Trends in Zero-Income SNAP Units with Children: A Role for TANF?
*Names in bold indicate Presenter
The Supplemental Nutrition Assistance Program (SNAP), formerly the Food Stamp Program, provides in-kind food benefits to approximately 40 million people each month. Nearly 70% of the current SNAP caseload is composed of people in families with children. Federal statistics on the characteristics of SNAP/food stamps-participating households display a striking trend over the past two decades—an increase in the proportion of households with no source of cash income. In 2015, approximately 22% of SNAP households had zero gross income compared to only 9% in 1997. This trend coincides with increases in $2.00 per person per day poverty observed in other studies (Edin & Shaefer, 2015).
Understanding of zero-income SNAP households is otherwise fairly limited, yet given their meager economic resources and their prevalence in the contemporary population of SNAP beneficiaries they warrant attention. In particular, the extent and nature of this condition in households with children requires investigation. Families with children compose a large portion of the SNAP caseload, and economic deprivation has potential consequences for this group in areas such as health, emotional well-being, and educational success.
In this study, I address three questions related to SNAP-receiving households with children reporting no cash income. First, has the proportion of households with zero income changed over time among households with children specifically? Second, does the prevalence of these households on the SNAP caseload vary by state? Finally, how—if at all—do reports of zero cash income relate to changes in access to cash benefits under Temporary Assistance for Needy Families?

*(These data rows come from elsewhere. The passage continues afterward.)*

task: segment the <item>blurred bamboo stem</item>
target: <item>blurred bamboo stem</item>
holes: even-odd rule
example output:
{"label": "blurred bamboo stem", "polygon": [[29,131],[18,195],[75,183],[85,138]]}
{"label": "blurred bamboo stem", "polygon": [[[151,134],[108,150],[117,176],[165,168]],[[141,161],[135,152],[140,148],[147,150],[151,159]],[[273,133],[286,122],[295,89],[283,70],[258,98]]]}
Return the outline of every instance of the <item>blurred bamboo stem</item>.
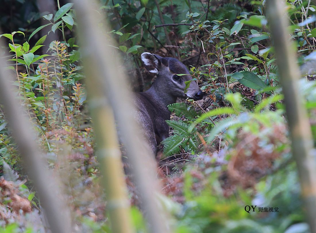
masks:
{"label": "blurred bamboo stem", "polygon": [[[0,51],[4,47],[0,41]],[[52,232],[68,233],[71,229],[68,210],[62,201],[56,198],[62,193],[57,182],[52,180],[49,171],[45,168],[47,166],[42,161],[43,153],[38,149],[35,133],[27,113],[14,94],[17,90],[12,84],[14,81],[13,77],[5,69],[7,66],[3,57],[0,58],[0,101],[4,107],[6,118],[23,158],[26,170],[38,193]]]}
{"label": "blurred bamboo stem", "polygon": [[316,161],[310,126],[297,82],[300,73],[294,45],[290,40],[285,5],[282,0],[267,0],[268,21],[274,43],[296,161],[311,232],[316,232]]}
{"label": "blurred bamboo stem", "polygon": [[[98,26],[100,17],[98,19],[100,15],[91,6],[96,5],[95,2],[88,0],[76,0],[75,2],[83,60],[86,74],[90,77],[88,81],[91,81],[93,74],[96,82],[89,84],[89,90],[91,91],[93,88],[93,92],[102,91],[112,106],[120,138],[131,165],[149,229],[153,233],[167,233],[169,230],[166,218],[156,198],[159,191],[154,156],[137,128],[124,67],[120,60],[116,59],[118,55],[112,47],[110,35],[106,32],[108,31],[107,27],[105,30]],[[103,124],[113,124],[112,121],[105,120],[103,118]],[[122,224],[121,219],[112,223]]]}

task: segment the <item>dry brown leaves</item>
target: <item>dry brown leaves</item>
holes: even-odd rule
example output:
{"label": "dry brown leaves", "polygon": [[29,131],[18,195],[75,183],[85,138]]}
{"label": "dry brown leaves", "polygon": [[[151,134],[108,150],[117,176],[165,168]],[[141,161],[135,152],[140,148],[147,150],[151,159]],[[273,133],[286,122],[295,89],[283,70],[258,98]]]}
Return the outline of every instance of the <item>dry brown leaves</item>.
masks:
{"label": "dry brown leaves", "polygon": [[[12,181],[8,181],[3,177],[0,178],[0,199],[1,202],[4,199],[9,200],[8,206],[11,210],[19,214],[20,210],[24,213],[30,212],[32,210],[31,203],[26,198],[20,196],[18,187]],[[20,194],[20,195],[19,195]],[[9,216],[7,211],[2,205],[0,204],[0,218],[5,220]]]}

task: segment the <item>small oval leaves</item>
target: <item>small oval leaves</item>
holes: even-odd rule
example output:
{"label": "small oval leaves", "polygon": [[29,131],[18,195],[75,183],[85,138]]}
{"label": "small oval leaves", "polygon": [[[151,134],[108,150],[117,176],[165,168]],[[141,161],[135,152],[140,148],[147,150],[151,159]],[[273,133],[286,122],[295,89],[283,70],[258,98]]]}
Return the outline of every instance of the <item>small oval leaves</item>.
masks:
{"label": "small oval leaves", "polygon": [[56,30],[56,29],[57,29],[58,26],[60,25],[62,22],[60,21],[56,23],[53,25],[52,27],[52,30],[53,31],[53,32],[54,33],[55,33],[55,31]]}
{"label": "small oval leaves", "polygon": [[61,19],[64,20],[64,22],[67,23],[69,25],[72,26],[74,25],[74,19],[70,16],[63,16],[61,17]]}
{"label": "small oval leaves", "polygon": [[143,14],[144,12],[145,12],[145,10],[146,9],[146,7],[143,7],[139,10],[139,11],[137,12],[137,14],[136,14],[136,17],[138,20],[143,16]]}
{"label": "small oval leaves", "polygon": [[251,51],[252,51],[252,52],[254,54],[256,54],[258,52],[258,50],[259,49],[259,47],[257,45],[253,45],[251,47]]}
{"label": "small oval leaves", "polygon": [[28,54],[23,54],[23,58],[26,65],[29,67],[30,65],[33,61],[33,59],[34,58],[34,54],[32,53],[29,53]]}
{"label": "small oval leaves", "polygon": [[35,33],[36,33],[38,31],[40,31],[40,30],[41,29],[42,29],[46,27],[46,26],[48,26],[50,24],[52,24],[51,23],[48,23],[47,24],[46,24],[46,25],[43,25],[42,26],[41,26],[39,28],[38,28],[35,30],[34,31],[33,31],[33,32],[32,33],[32,34],[31,34],[31,35],[30,36],[30,37],[28,38],[28,41],[29,41],[30,39],[32,37],[32,36],[35,35]]}
{"label": "small oval leaves", "polygon": [[244,77],[240,79],[239,82],[249,88],[259,90],[267,87],[267,85],[261,79],[252,72],[243,71],[240,72]]}
{"label": "small oval leaves", "polygon": [[60,9],[56,12],[56,14],[54,17],[54,22],[56,22],[64,16],[65,14],[70,9],[73,5],[73,3],[67,3],[61,7]]}
{"label": "small oval leaves", "polygon": [[235,35],[237,35],[241,29],[244,23],[241,21],[237,21],[230,30],[230,35],[232,35],[234,33],[235,33]]}

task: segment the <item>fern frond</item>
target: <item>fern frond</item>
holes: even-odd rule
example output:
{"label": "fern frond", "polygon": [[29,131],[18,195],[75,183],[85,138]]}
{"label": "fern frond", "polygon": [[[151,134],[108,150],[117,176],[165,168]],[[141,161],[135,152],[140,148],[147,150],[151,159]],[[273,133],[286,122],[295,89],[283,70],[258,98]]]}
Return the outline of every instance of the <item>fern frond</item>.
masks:
{"label": "fern frond", "polygon": [[[242,117],[242,120],[240,119],[240,116],[239,116],[237,118],[236,117],[228,117],[219,122],[211,130],[207,138],[207,142],[210,143],[215,139],[219,134],[223,132],[230,127],[239,125],[241,126],[243,123],[244,124],[245,116],[243,116]],[[248,117],[248,119],[249,120],[249,119],[250,118]]]}
{"label": "fern frond", "polygon": [[207,112],[203,113],[191,124],[188,129],[188,132],[191,132],[194,127],[198,124],[211,116],[222,115],[223,114],[238,114],[238,112],[232,108],[229,107],[223,107],[222,108],[213,109]]}
{"label": "fern frond", "polygon": [[171,126],[173,129],[177,131],[179,134],[184,135],[189,135],[189,134],[188,132],[188,128],[189,126],[187,124],[181,121],[167,120],[166,122],[167,123],[168,125]]}
{"label": "fern frond", "polygon": [[177,116],[180,117],[184,115],[189,120],[195,118],[199,113],[192,109],[191,106],[192,105],[188,105],[185,103],[175,103],[168,105],[169,111],[174,112]]}
{"label": "fern frond", "polygon": [[166,156],[178,153],[180,151],[181,145],[185,145],[186,144],[185,141],[185,138],[183,136],[175,134],[169,137],[171,140],[168,143],[165,144],[166,139],[161,142],[165,145],[163,147],[163,154]]}

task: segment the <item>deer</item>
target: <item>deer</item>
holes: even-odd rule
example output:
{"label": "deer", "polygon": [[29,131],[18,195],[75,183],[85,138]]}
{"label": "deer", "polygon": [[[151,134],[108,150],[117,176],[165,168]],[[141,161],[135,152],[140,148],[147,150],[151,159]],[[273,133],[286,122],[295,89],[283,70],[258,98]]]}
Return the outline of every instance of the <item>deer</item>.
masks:
{"label": "deer", "polygon": [[156,78],[148,91],[134,93],[136,117],[156,155],[157,145],[169,136],[169,127],[165,121],[170,120],[171,113],[167,106],[175,103],[178,98],[201,99],[204,93],[194,81],[185,93],[185,82],[192,79],[188,68],[177,59],[148,52],[142,53],[141,58],[146,69],[155,74]]}

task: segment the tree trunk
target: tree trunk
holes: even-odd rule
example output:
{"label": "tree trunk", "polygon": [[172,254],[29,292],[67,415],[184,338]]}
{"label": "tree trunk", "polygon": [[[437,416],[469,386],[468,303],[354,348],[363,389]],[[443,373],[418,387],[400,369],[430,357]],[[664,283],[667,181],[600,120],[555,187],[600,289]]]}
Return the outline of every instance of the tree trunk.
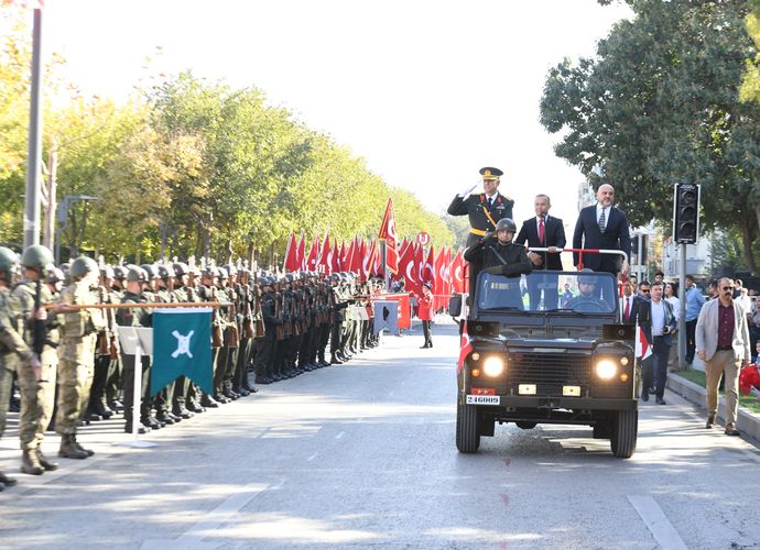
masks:
{"label": "tree trunk", "polygon": [[752,275],[757,275],[758,273],[758,267],[754,263],[754,254],[752,254],[752,226],[756,223],[757,221],[748,216],[742,216],[739,218],[739,227],[741,228],[741,245],[745,253],[745,261],[747,262],[747,267],[749,267],[749,271],[752,273]]}

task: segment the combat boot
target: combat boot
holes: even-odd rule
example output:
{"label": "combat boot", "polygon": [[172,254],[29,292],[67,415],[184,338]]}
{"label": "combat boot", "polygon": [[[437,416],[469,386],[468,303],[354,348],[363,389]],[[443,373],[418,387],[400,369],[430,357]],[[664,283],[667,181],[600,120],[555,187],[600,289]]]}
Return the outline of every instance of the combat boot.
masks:
{"label": "combat boot", "polygon": [[40,449],[37,447],[36,452],[37,452],[37,460],[40,461],[40,464],[42,464],[42,468],[45,469],[45,472],[52,472],[53,470],[58,469],[58,463],[57,462],[51,462],[50,460],[47,460],[47,457],[45,457],[42,453],[42,449]]}
{"label": "combat boot", "polygon": [[45,469],[40,464],[40,459],[37,459],[37,453],[34,449],[28,449],[22,452],[21,473],[30,475],[42,475],[45,473]]}
{"label": "combat boot", "polygon": [[61,436],[58,457],[63,459],[82,460],[87,458],[87,453],[76,444],[76,439],[73,433],[64,433]]}

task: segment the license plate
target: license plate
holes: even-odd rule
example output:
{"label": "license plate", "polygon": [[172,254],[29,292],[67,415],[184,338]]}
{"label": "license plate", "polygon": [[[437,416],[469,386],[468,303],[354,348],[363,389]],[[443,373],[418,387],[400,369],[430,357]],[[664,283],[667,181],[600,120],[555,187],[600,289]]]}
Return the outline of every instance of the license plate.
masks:
{"label": "license plate", "polygon": [[499,405],[501,397],[498,395],[468,395],[467,405]]}

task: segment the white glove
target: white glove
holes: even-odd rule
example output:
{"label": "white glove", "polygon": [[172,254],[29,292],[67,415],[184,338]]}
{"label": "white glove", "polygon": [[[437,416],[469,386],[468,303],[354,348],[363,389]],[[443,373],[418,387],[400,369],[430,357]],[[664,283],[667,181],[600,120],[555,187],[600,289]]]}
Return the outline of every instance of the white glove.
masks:
{"label": "white glove", "polygon": [[[479,184],[479,183],[480,183],[480,182],[478,182],[478,184]],[[464,199],[465,197],[467,197],[467,195],[469,195],[470,193],[473,193],[473,189],[475,189],[475,188],[478,186],[478,184],[475,184],[473,187],[468,187],[467,189],[465,189],[464,191],[462,191],[459,195],[457,195],[457,197]]]}

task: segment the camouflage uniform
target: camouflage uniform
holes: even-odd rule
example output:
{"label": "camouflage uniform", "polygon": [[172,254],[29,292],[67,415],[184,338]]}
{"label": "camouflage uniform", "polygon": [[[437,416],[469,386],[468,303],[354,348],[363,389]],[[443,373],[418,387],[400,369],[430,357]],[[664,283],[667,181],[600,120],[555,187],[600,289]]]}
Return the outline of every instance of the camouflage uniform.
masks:
{"label": "camouflage uniform", "polygon": [[[23,337],[28,344],[34,341],[34,297],[36,284],[22,280],[13,288],[13,297],[19,301],[24,324]],[[44,307],[54,301],[53,293],[46,284],[40,285],[40,305]],[[42,443],[45,429],[55,406],[55,383],[58,355],[54,344],[58,333],[57,316],[48,316],[47,342],[42,350],[40,363],[42,371],[37,382],[32,369],[19,369],[19,389],[21,391],[21,416],[19,418],[19,439],[22,450],[35,450]],[[89,395],[89,392],[87,393]]]}
{"label": "camouflage uniform", "polygon": [[[79,280],[64,288],[61,301],[66,305],[95,305],[98,299],[89,283]],[[93,384],[97,332],[105,327],[100,309],[77,309],[64,314],[58,346],[58,411],[55,419],[55,431],[62,436],[77,431]]]}
{"label": "camouflage uniform", "polygon": [[20,316],[19,301],[11,296],[9,288],[0,287],[0,437],[6,430],[13,373],[20,364],[28,365],[33,356],[31,348],[17,330]]}

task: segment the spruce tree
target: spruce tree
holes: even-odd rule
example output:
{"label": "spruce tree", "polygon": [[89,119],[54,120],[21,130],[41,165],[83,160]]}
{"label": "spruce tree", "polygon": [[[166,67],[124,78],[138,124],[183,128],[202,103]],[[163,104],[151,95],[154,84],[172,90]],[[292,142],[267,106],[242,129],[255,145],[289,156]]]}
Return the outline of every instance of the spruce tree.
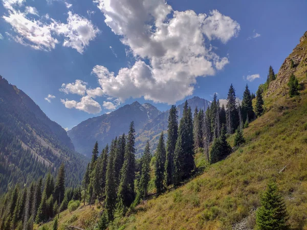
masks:
{"label": "spruce tree", "polygon": [[35,219],[36,217],[36,213],[37,209],[40,203],[41,199],[41,188],[42,186],[42,179],[39,177],[38,180],[36,182],[35,186],[35,191],[34,192],[34,197],[33,199],[33,203],[32,207],[32,215],[33,216],[33,219]]}
{"label": "spruce tree", "polygon": [[172,175],[174,168],[174,153],[178,137],[178,115],[177,114],[177,109],[176,106],[172,105],[168,115],[167,141],[166,142],[166,156],[165,166],[165,179],[166,186],[172,183]]}
{"label": "spruce tree", "polygon": [[83,176],[83,179],[82,180],[82,185],[84,189],[84,204],[83,205],[85,205],[85,200],[86,199],[86,191],[87,190],[87,187],[89,186],[89,184],[90,183],[90,163],[87,164],[87,167],[86,167],[86,170],[85,170],[85,173],[84,173],[84,175]]}
{"label": "spruce tree", "polygon": [[[148,183],[150,180],[151,159],[149,142],[147,141],[142,156],[141,178],[139,183],[139,191],[141,199],[143,199],[147,196]],[[165,165],[166,165],[166,163]],[[165,175],[167,174],[165,173]]]}
{"label": "spruce tree", "polygon": [[256,92],[256,106],[255,113],[257,117],[260,117],[264,112],[264,100],[262,97],[262,91],[260,88],[258,88]]}
{"label": "spruce tree", "polygon": [[114,158],[116,154],[117,137],[113,140],[106,169],[105,205],[108,221],[113,220],[116,205],[116,185],[114,177]]}
{"label": "spruce tree", "polygon": [[296,95],[299,95],[298,92],[298,81],[295,76],[292,74],[290,76],[289,82],[288,82],[289,86],[289,95],[291,98]]}
{"label": "spruce tree", "polygon": [[245,90],[243,93],[243,98],[241,105],[242,107],[242,112],[243,123],[245,123],[247,118],[248,118],[249,121],[252,120],[255,117],[255,113],[253,110],[252,95],[247,84],[245,86]]}
{"label": "spruce tree", "polygon": [[164,175],[164,165],[165,164],[165,146],[163,131],[161,132],[159,143],[156,150],[156,167],[155,170],[155,185],[157,189],[157,193],[160,193],[164,191],[163,185],[163,176]]}
{"label": "spruce tree", "polygon": [[118,139],[117,150],[114,158],[114,178],[117,190],[120,181],[120,171],[124,164],[125,157],[125,147],[126,146],[126,137],[125,133]]}
{"label": "spruce tree", "polygon": [[226,108],[226,126],[227,133],[233,133],[239,125],[237,107],[236,102],[235,90],[232,86],[230,85],[227,96],[227,104]]}
{"label": "spruce tree", "polygon": [[245,139],[243,136],[242,130],[238,129],[236,130],[235,134],[234,135],[234,145],[235,147],[239,147],[240,145],[245,143]]}
{"label": "spruce tree", "polygon": [[54,200],[60,200],[60,203],[64,198],[65,194],[65,169],[64,164],[62,163],[58,171],[56,182],[54,187]]}
{"label": "spruce tree", "polygon": [[288,215],[284,202],[274,183],[269,183],[256,213],[256,223],[260,230],[288,229]]}
{"label": "spruce tree", "polygon": [[134,122],[131,122],[125,149],[125,160],[121,170],[121,179],[117,197],[118,208],[127,207],[135,199],[134,179],[135,171]]}

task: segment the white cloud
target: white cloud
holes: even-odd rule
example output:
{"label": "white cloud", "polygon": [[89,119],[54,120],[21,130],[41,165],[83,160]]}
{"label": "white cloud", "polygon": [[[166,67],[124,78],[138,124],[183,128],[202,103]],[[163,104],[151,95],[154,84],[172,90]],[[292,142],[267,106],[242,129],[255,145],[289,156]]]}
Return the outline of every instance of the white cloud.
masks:
{"label": "white cloud", "polygon": [[62,102],[66,108],[75,108],[79,110],[84,111],[88,113],[98,113],[101,111],[101,107],[99,103],[94,101],[89,96],[85,96],[81,98],[81,101],[77,102],[76,101],[68,99],[61,99]]}
{"label": "white cloud", "polygon": [[90,97],[95,98],[96,97],[100,97],[103,95],[103,90],[99,87],[96,88],[90,88],[86,89],[86,94]]}
{"label": "white cloud", "polygon": [[66,8],[67,8],[67,9],[69,9],[69,8],[70,8],[71,7],[72,7],[72,6],[73,6],[73,4],[69,4],[69,3],[67,3],[67,2],[65,2],[65,6],[66,6]]}
{"label": "white cloud", "polygon": [[53,99],[55,98],[55,96],[54,95],[52,95],[51,94],[49,94],[47,98],[45,98],[45,100],[47,101],[48,102],[51,102],[51,99]]}
{"label": "white cloud", "polygon": [[34,15],[38,15],[38,11],[36,10],[36,8],[33,7],[26,6],[25,9],[25,14],[33,14]]}
{"label": "white cloud", "polygon": [[252,74],[251,75],[248,75],[246,77],[246,80],[252,82],[256,78],[260,78],[260,75],[259,74]]}
{"label": "white cloud", "polygon": [[95,2],[105,23],[137,60],[117,76],[103,66],[93,68],[104,94],[121,102],[144,97],[173,104],[192,95],[198,77],[213,75],[229,63],[205,41],[226,43],[240,30],[236,21],[217,10],[209,16],[173,11],[164,0]]}
{"label": "white cloud", "polygon": [[[84,96],[86,91],[86,82],[81,80],[76,80],[74,83],[62,84],[62,86],[59,89],[60,91],[65,93],[66,94],[69,93],[78,94]],[[90,89],[91,90],[91,89]]]}
{"label": "white cloud", "polygon": [[112,102],[109,101],[104,101],[102,106],[108,110],[113,110],[116,108],[116,107]]}
{"label": "white cloud", "polygon": [[38,12],[35,7],[30,6],[26,6],[24,11],[21,11],[19,8],[25,2],[25,0],[3,0],[7,10],[7,15],[3,17],[16,34],[10,34],[10,36],[24,45],[50,51],[59,42],[54,37],[57,35],[64,37],[64,47],[75,49],[82,54],[99,32],[90,20],[70,11],[66,24],[56,21],[48,14],[38,19],[28,18],[29,14],[39,16]]}

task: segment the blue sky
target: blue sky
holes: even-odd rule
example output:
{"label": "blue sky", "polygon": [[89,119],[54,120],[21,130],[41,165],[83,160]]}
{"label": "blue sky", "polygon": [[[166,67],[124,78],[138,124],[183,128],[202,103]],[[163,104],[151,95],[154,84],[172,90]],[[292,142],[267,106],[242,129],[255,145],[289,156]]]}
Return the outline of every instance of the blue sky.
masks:
{"label": "blue sky", "polygon": [[303,0],[1,1],[0,74],[69,129],[135,100],[254,92],[307,25]]}

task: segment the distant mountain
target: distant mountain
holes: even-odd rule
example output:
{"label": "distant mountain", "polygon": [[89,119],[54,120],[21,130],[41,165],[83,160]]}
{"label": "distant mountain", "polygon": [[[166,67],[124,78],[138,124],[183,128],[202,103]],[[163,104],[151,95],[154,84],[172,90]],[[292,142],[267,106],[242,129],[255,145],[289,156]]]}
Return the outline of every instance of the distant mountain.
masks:
{"label": "distant mountain", "polygon": [[[194,112],[195,108],[202,108],[205,111],[211,104],[210,102],[199,97],[193,97],[188,100],[189,106],[191,106],[192,112]],[[177,106],[177,111],[179,119],[182,117],[182,111],[184,103]],[[154,151],[158,145],[159,137],[162,130],[164,130],[165,136],[167,134],[167,125],[168,122],[169,110],[157,116],[151,122],[147,123],[144,128],[137,134],[136,138],[136,154],[138,156],[141,155],[145,147],[145,144],[147,140],[149,141],[152,150]]]}
{"label": "distant mountain", "polygon": [[131,121],[137,133],[155,119],[161,112],[149,103],[137,101],[119,108],[109,114],[87,119],[68,132],[76,150],[86,156],[92,154],[96,141],[100,147],[109,144],[116,136],[127,134]]}
{"label": "distant mountain", "polygon": [[67,133],[22,90],[0,76],[0,192],[65,165],[67,185],[81,180],[86,160]]}

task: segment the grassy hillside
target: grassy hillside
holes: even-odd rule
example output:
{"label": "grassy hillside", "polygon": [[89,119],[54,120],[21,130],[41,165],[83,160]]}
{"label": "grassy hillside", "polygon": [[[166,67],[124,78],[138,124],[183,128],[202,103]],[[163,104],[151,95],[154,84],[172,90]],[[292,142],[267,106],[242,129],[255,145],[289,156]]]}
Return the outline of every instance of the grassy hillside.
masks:
{"label": "grassy hillside", "polygon": [[[306,42],[303,44],[307,47]],[[300,63],[290,69],[286,64],[280,70],[282,75],[280,71],[276,82],[264,93],[266,113],[244,130],[244,145],[181,187],[151,197],[117,218],[109,228],[253,229],[259,197],[273,180],[285,200],[291,229],[307,229],[307,65]],[[290,73],[303,87],[300,96],[292,98],[284,79]],[[272,89],[283,81],[281,86]],[[198,156],[196,163],[204,165],[201,153]],[[73,214],[61,213],[59,229],[69,222],[93,229],[99,212],[96,206],[93,210],[86,206]]]}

I construct a dataset of SNAP units in all fifty states from 2001 to 2015 using the SNAP Quality Control database, a monthly sample of SNAP units primarily intended to estimate state error rates in SNAP administration. These data also contain information on benefit unit composition (e.g., number of members, relationships between members and unit head, key demographic information) and sources of income. I restrict the sample to households with children (n=346,631).
I examine patterns across time and across states using descriptive and graphical analyses of the proportion of SNAP units with children reporting zero income. Next, I estimate a logistic regression model of the probability of a SNAP case reporting zero income. The model includes state and year effects, household compositional characteristics (e.g., number and age of children, presence of people with disabilities), and a set of state-year variables operationalizing relevant economic (e.g., unemployment rate) and policy factors. The key state-year variable is the ratio of TANF-receiving families to families in poverty, a measure of cash assistance accessibility (Center on Budget and Policy Priorities, 2018). The marginal effect of the coefficient on this variable is the main object of interpretation. I repeat these procedures for a subsample composed of only units headed by a single female (n=205,052), ostensibly the households at greatest risk for economic hardship and the most likely to be sensitive to changes in cash welfare policy.